ABSTRACT
Introduction: It is now clear that circulating cell-free ribonucleic acids (ccfRNAs), including messenger RNA (mRNA) and miRNA, are potential cancer biomarkers. As ccfmiRNA is relatively more stable than ccfmRNA, research should concentrate on developing novel methods to preserve the stability of ccfmRNA and standardization of the protocol which includes extraction, detection, and multicenter validation.
Areas covered: This literature review concentrates on the potential of ccfRNA being used as a biomarker in cancer, with special focus on mRNAs and microRNAs (miRNAs).

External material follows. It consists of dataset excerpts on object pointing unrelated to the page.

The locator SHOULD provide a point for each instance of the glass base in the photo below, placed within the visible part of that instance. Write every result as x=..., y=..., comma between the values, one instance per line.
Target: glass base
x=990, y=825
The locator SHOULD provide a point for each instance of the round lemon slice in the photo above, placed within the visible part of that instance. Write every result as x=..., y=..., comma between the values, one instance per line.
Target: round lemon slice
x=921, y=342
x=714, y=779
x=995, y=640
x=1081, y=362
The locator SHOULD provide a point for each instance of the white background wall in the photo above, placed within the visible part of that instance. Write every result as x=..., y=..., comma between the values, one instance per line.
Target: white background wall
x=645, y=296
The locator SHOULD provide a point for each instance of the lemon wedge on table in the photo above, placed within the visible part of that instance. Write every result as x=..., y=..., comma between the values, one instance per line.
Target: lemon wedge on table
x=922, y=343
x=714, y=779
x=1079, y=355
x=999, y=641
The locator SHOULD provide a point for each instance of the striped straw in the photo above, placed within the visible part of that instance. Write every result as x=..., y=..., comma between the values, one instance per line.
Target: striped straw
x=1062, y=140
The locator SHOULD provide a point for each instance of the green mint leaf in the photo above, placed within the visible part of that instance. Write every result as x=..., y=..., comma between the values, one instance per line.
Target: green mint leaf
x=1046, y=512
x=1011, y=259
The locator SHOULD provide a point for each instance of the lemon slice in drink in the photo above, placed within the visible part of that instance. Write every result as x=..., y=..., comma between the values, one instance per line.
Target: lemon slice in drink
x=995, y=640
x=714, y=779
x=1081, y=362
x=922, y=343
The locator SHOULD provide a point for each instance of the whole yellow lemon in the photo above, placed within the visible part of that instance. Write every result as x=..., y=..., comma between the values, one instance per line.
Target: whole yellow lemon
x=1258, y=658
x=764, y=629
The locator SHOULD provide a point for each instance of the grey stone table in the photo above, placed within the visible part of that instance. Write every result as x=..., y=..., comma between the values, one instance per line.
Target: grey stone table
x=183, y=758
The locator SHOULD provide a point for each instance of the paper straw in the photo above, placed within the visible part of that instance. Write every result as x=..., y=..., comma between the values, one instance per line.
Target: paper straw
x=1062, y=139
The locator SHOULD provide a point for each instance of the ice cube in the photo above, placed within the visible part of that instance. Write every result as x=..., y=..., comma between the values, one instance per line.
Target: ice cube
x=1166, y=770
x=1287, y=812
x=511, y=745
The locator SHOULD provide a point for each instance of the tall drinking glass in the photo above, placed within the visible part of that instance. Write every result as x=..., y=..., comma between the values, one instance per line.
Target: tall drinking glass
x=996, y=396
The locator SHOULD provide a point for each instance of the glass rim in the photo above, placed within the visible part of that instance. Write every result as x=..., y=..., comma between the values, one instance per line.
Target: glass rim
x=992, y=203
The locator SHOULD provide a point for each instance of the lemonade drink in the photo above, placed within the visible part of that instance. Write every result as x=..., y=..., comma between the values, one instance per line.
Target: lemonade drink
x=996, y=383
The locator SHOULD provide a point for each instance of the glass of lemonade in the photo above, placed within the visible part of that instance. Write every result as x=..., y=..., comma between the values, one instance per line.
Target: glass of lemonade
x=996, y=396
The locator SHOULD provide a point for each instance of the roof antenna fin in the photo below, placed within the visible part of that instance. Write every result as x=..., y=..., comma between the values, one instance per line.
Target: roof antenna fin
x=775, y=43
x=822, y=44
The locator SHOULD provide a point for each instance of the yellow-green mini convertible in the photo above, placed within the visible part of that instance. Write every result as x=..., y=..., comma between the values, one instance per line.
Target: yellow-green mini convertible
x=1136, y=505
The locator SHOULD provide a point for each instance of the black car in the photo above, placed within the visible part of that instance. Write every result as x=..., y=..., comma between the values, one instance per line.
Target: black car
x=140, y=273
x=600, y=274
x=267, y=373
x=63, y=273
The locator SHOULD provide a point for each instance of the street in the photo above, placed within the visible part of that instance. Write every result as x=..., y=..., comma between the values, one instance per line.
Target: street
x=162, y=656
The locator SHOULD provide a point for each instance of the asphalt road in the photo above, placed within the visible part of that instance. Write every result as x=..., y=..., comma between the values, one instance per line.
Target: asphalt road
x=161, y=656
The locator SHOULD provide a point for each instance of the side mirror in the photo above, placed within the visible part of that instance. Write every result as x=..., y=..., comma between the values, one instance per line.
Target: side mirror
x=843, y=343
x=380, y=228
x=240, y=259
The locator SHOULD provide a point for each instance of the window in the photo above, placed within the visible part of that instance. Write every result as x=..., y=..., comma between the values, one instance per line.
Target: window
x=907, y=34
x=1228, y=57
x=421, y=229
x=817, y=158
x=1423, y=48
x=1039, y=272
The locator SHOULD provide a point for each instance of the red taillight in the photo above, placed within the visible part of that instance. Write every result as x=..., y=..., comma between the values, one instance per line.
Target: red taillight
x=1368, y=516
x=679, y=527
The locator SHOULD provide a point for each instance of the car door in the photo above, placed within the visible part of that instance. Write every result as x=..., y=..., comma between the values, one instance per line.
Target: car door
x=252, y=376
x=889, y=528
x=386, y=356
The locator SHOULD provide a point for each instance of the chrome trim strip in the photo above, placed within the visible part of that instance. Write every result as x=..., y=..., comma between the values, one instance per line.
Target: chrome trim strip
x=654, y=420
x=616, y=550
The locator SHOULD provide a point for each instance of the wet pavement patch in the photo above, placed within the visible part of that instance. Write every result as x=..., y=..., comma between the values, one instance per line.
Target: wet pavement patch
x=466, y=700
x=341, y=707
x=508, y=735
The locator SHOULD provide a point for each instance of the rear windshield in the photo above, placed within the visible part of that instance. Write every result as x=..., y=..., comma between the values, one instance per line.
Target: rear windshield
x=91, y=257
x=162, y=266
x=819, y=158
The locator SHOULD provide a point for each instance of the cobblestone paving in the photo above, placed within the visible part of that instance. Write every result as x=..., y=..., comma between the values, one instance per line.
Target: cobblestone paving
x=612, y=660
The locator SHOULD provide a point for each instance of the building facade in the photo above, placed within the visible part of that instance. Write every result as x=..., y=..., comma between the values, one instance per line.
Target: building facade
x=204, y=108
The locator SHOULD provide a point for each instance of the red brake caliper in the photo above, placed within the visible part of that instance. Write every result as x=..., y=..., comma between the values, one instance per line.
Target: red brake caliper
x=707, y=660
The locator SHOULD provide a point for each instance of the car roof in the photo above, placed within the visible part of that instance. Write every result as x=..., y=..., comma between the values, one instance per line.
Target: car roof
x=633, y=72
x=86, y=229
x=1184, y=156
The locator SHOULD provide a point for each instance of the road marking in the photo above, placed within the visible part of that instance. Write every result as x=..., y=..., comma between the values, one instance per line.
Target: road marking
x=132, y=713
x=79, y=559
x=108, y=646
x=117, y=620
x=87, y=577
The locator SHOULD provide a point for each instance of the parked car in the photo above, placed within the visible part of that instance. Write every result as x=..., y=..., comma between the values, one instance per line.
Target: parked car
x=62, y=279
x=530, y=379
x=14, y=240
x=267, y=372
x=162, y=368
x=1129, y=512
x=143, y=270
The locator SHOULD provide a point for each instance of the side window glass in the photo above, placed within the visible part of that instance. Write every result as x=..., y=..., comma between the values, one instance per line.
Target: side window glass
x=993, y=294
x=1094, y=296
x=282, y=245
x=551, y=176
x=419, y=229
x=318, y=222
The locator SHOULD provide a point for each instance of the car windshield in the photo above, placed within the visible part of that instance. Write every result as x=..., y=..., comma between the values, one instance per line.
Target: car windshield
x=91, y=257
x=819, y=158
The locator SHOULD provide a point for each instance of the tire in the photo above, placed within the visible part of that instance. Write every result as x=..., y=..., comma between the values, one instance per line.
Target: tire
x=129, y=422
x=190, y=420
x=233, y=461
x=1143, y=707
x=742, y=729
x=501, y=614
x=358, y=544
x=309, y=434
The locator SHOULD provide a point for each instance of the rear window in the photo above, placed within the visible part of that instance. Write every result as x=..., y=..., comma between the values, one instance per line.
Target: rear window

Expert opinion: With the advancement of high-throughput technologies such as RNA sequencing, a panel of biomarkers will be used for the diagnosis, prognosis and therapeutic monitoring of cancer patients. In order to achieve this important target, bioinformatics education to pathologists, scientists, and technologists in molecular diagnostic laboratories is essential. Moreover, the panel of these new ccfRNAs biomarkers has to obtain approval or clearance from an authority such as the US Food and Drug Administration (FDA), and the standard of utilizing these new protocols has to be recognized via accreditation exercise. Therefore, there is still a long way to go before an extensively use of ccfRNA biomarkers in cancer patients can be realized.
Article highlights
Circulating RNAs are potential biomarkers in the diagnosis, prognosis and therapeutic efficacy of cancer patients.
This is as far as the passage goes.